Comme le dit jadis, par un matin de janvier au début du XXe siècle, monsieur Ernst Zermelo : Brrr, fait pas chaud aujourd'hui.

Mais qu'à cela ne tienne ! , ajouta-t-il avant de s'en retourner gratter derrière son bureau en bois d'acacia(1). Axiomatiser(2) la théorie des ensembles, et par la même occasion toutes les mathématiques, c'est pas une mince affaire. Alors, entre deux complétions, pour se détendre, il travaille sur d'autres « petits » théorèmes. C'est en 1904 qu'il publie une « petite » démonstration, celui du théorème de bon ordre, qui finira par s'appeler théorème de Zermelo(3).

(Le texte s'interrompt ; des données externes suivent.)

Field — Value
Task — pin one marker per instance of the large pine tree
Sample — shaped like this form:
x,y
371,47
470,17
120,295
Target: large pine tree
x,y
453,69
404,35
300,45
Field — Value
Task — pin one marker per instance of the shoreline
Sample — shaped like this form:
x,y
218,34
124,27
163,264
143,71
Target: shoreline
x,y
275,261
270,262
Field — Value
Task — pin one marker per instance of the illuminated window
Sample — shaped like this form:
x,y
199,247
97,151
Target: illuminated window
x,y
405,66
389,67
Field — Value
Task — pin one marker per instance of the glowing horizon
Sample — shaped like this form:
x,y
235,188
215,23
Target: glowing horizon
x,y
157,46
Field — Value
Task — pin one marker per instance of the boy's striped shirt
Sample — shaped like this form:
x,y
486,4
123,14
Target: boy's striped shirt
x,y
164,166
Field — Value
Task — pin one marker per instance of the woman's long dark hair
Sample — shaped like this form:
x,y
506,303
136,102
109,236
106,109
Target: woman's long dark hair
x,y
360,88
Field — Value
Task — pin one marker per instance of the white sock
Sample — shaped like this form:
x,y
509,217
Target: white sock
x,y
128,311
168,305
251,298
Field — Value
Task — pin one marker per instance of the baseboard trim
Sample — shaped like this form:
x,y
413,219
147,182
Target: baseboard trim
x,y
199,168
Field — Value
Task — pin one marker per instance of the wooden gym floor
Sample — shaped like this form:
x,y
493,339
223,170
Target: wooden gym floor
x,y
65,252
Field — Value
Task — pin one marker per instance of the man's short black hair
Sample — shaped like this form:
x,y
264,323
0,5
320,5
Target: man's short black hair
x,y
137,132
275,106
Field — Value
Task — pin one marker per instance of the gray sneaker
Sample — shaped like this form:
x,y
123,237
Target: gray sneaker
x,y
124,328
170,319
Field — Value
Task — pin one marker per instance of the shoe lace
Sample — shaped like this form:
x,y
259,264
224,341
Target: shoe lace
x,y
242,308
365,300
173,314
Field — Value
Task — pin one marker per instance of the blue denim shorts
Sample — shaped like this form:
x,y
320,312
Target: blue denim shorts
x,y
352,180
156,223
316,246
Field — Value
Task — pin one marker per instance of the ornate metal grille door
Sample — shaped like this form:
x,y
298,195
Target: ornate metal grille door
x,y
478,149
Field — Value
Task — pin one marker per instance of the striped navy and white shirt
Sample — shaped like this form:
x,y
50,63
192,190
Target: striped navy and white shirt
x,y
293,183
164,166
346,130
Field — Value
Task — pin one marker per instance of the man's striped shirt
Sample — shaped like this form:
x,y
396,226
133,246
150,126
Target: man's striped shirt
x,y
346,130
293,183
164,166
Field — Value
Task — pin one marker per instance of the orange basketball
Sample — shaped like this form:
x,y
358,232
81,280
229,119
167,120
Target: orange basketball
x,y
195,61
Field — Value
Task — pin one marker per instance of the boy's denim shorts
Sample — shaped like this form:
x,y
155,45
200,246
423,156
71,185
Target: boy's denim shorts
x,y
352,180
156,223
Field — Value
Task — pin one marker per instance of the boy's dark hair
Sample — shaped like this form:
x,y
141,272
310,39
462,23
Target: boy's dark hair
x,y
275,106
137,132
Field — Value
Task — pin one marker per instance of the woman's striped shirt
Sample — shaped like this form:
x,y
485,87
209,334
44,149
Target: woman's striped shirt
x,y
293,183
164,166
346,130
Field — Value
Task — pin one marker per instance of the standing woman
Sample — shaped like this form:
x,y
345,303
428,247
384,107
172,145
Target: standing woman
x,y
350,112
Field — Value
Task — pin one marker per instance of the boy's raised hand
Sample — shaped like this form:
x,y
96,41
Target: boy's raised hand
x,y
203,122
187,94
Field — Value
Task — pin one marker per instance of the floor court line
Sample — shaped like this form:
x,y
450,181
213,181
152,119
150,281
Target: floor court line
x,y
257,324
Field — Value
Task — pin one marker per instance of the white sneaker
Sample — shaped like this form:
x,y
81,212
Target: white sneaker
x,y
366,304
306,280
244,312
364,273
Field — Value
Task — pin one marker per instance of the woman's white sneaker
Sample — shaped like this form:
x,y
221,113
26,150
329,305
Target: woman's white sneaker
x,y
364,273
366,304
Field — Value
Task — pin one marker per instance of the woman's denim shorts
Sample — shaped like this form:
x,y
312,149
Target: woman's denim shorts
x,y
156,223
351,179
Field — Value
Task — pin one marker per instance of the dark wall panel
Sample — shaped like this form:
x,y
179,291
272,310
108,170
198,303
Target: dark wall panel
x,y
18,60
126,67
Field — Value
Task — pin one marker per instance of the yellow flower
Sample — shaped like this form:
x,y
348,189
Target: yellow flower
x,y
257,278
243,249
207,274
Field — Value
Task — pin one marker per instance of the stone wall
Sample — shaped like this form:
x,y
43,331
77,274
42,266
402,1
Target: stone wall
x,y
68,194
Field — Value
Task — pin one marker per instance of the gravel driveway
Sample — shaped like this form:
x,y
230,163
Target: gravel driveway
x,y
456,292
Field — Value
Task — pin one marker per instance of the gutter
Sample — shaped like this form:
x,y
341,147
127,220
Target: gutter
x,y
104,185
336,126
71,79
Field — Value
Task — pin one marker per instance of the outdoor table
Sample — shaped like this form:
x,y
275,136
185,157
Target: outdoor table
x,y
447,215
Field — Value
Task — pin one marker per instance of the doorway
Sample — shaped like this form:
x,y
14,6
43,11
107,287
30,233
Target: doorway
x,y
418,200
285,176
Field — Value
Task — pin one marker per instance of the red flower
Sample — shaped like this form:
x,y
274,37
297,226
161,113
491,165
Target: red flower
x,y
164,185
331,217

Donne-moi un ensemble, je te définirai un bon ordre. C'est-à-dire que n'importe quel sous-ensemble (non-vide) dudit ensemble contiendra un plus petit élément.

— Théorème de Zermelo

Ouais, bon, ça a pas l'air comme ça, mais d'une part c'est pas si simple à démontrer, d'autre part, c'est tout à fait contre-intuitif. Ben oui. Un plus petit élément sur \(\mathbb{R}\), c'est déjà bizarre. Mais sur n'importe quel sous-ensemble de \(\mathbb{R}\)… alors, la communauté mathématique réagit avec véhémence, et pointe du doigt une toute petite phrase de rien du tout : l'énonciation par Zermelo de l'existence d'une fonction « de choix »(4) pour tout ensemble. Dès lors, on regarde cette histoire de choix avec un œil suspicieux. L'infini pose encore une fois problème. Car si l'on peut choisir un bonbon dans une boîte de bonbons, choisir deux bonbons dans deux boîtes de bonbons… peut continuer comme ça jusqu'à l'infini ?
Zermelo répond alors à ses détracteurs Bah, j'ai admis cette propriété, c'est un axiome, quoi. On verra plus tard pour les explications, j'en ai encore pour quatre ans et je suis à vous.

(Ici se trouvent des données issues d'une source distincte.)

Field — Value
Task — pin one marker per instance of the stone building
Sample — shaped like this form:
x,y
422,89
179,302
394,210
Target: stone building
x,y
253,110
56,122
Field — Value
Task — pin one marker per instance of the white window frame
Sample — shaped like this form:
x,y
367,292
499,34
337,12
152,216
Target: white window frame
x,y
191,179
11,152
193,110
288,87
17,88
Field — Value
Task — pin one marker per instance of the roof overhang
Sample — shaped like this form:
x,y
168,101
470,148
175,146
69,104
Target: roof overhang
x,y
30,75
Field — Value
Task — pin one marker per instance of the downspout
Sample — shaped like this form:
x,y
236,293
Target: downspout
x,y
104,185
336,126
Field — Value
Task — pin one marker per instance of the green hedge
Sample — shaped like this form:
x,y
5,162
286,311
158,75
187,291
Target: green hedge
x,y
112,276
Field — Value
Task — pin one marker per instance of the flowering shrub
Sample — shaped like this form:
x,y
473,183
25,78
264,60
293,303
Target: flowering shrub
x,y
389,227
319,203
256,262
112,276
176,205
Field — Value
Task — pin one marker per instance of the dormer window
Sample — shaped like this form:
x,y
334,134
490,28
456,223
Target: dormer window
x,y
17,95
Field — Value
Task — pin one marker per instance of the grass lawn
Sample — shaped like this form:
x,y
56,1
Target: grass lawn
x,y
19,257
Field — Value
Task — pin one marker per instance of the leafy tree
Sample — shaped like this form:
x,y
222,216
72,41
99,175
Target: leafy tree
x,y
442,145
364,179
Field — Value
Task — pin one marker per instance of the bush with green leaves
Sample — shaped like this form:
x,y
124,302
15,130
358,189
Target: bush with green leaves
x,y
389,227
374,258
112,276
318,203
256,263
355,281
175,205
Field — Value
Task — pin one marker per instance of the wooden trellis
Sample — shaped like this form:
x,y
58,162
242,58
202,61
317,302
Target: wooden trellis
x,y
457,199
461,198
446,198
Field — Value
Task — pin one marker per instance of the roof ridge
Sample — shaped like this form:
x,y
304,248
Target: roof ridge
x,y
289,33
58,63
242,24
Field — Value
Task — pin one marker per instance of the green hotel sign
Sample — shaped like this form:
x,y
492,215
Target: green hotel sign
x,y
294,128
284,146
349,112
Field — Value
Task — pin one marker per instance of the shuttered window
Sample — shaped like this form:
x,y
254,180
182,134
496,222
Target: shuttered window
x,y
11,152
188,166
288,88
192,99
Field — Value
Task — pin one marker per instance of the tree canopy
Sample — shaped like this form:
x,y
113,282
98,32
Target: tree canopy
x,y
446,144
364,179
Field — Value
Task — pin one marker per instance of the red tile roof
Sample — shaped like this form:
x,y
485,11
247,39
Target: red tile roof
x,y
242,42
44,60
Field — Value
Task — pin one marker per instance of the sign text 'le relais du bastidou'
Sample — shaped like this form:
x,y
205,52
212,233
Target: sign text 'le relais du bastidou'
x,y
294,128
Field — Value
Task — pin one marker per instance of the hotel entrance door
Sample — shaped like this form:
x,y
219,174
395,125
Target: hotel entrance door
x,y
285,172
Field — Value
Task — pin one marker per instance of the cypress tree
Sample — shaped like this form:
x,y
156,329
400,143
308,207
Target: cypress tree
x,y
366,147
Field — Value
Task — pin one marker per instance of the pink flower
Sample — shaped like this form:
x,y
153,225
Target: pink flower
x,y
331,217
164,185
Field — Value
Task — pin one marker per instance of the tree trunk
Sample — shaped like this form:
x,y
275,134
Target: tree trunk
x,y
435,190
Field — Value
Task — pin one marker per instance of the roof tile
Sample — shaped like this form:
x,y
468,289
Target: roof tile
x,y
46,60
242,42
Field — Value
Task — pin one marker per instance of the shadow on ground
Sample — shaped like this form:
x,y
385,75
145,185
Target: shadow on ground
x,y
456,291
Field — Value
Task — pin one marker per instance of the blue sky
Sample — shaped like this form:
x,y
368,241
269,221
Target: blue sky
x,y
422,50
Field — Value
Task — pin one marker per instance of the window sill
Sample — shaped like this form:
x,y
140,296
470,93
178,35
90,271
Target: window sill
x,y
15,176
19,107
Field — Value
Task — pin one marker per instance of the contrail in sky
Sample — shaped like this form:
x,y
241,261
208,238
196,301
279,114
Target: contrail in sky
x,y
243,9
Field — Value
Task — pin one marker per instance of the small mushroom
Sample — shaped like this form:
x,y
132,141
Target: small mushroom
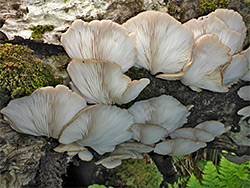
x,y
244,93
193,133
124,151
44,112
100,127
246,53
164,111
237,68
163,43
103,82
178,146
214,127
148,133
209,58
100,40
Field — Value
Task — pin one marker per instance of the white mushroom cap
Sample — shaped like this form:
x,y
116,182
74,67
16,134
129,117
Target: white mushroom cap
x,y
212,24
124,151
148,133
193,133
235,70
163,43
244,93
44,112
209,57
245,112
103,82
165,111
246,53
178,146
233,19
101,40
214,127
100,127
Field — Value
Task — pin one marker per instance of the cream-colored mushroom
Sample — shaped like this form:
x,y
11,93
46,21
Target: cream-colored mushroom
x,y
103,82
216,128
100,127
244,93
209,58
220,23
163,43
237,68
193,133
123,151
165,111
100,40
178,146
246,53
44,112
148,133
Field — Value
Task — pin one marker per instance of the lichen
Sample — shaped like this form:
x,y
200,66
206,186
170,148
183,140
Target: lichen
x,y
206,6
39,30
137,173
21,72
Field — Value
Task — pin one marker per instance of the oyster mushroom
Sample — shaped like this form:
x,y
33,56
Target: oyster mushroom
x,y
163,43
178,146
103,82
100,40
100,127
226,24
44,112
164,111
209,58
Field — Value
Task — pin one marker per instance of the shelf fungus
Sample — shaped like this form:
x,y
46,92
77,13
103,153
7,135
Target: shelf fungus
x,y
123,151
103,82
164,111
226,24
100,127
163,44
100,40
44,112
178,146
210,56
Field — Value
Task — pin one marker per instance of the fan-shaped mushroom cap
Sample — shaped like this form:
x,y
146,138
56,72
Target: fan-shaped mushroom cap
x,y
148,133
212,24
244,93
124,151
101,40
246,53
245,112
100,127
103,82
209,57
163,43
237,68
233,20
193,133
178,146
44,112
165,111
214,127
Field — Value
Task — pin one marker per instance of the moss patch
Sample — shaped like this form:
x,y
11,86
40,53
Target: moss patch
x,y
137,173
21,72
39,30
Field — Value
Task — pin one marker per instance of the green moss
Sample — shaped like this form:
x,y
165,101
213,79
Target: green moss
x,y
206,6
39,30
21,72
137,173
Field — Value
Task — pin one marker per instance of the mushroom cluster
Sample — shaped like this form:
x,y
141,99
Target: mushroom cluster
x,y
201,53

Et en effet, en 1908, Ernst Zermelo publie un papier dans lequel il énonce 7 axiomes :

  • Axiome d'extensionnalité : si tout élément de \(A\) appartient à \(B\) et vice versa, alors \(A = B\) ;
  • Axiome des ensembles élémentaires : il existe un unique ensemble vide, pour tout \(a\) définissable il existe un unique ensemble singleton \({a}\), et pour tout \(a\), \(b\) définissables il existe un unique ensemble \({a,b}\) ;
  • Axiome de séparation : si une propriété \(P\) est définie sur un ensemble \(A\), alors il existe un sous-ensemble de \(A\) tel que \(P\) soit vraie pour tout élément de ce sous-ensemble ;
  • Axiome de l'ensemble des parties : pour tout ensemble \(A\), il existe un ensemble \(A'\) dont les éléments sont les sous-ensembles de \(A\) ;
  • Axiome de la réunion : pour tout ensemble \(A\), il existe un ensemble \(∪A\) dont les éléments sont les éléments de chacun des éléments de \(A\)(5) ;
  • Axiome de l'infini : il existe un ensemble qui contient l'ensemble vide et qui est stable par l'application de la fonction \(x -> x∪{x}\) ;
  • Et pour finir, le fameux axiome du choix : pour un ensemble \(A\), il existe une fonction \(f\) telle que si \(x ∈ A, f(x) ∈ x\), donc une fonction qui « choisit » un élément dans chaque ensemble.

Et avec tout ça, on peut développer la théorie des ensembles, mais aussi les théories d'analyses, de géométrie, d'algèbre… en bref, toutes les mathématiques(6). Et en plus, cela permet d'éviter les paradoxes comme celui de Russel. Le seul problème, c'est cet axiome du choix. Non content d'impliquer le théorème de Zermelo, il implique aussi d'autres résultats fâcheux, comme l'existence de parties de \(\mathbb{R}\) non mesurables, ou dans une version plus bizarre encore le paradoxe de Banach-Tarsky(7). En bref, il a l'air un peu louche ; les mathématiciens prennent donc soin à chaque nouveau théorème de préciser si oui ou non ils ont besoin d'admettre l'axiome « de Zermelo » pour le démontrer. Deux branches des mathématiques(8) se développent, et certains théorèmes ne sont vrais que dans l'une ou l'autre de ces branches (par exemple, sans l'axiome du choix, une réunion d'un nombre dénombrable d'ensembles dénombrables peut être indénombrable(9)). Il faudra attendre Kurt Gödel et sa notion de démontrabilité pour pouvoir affirmer en 1938 que les résultats obtenus avec l'axiome du choix, bien que souvent perturbants, ne sont pas contradictoires.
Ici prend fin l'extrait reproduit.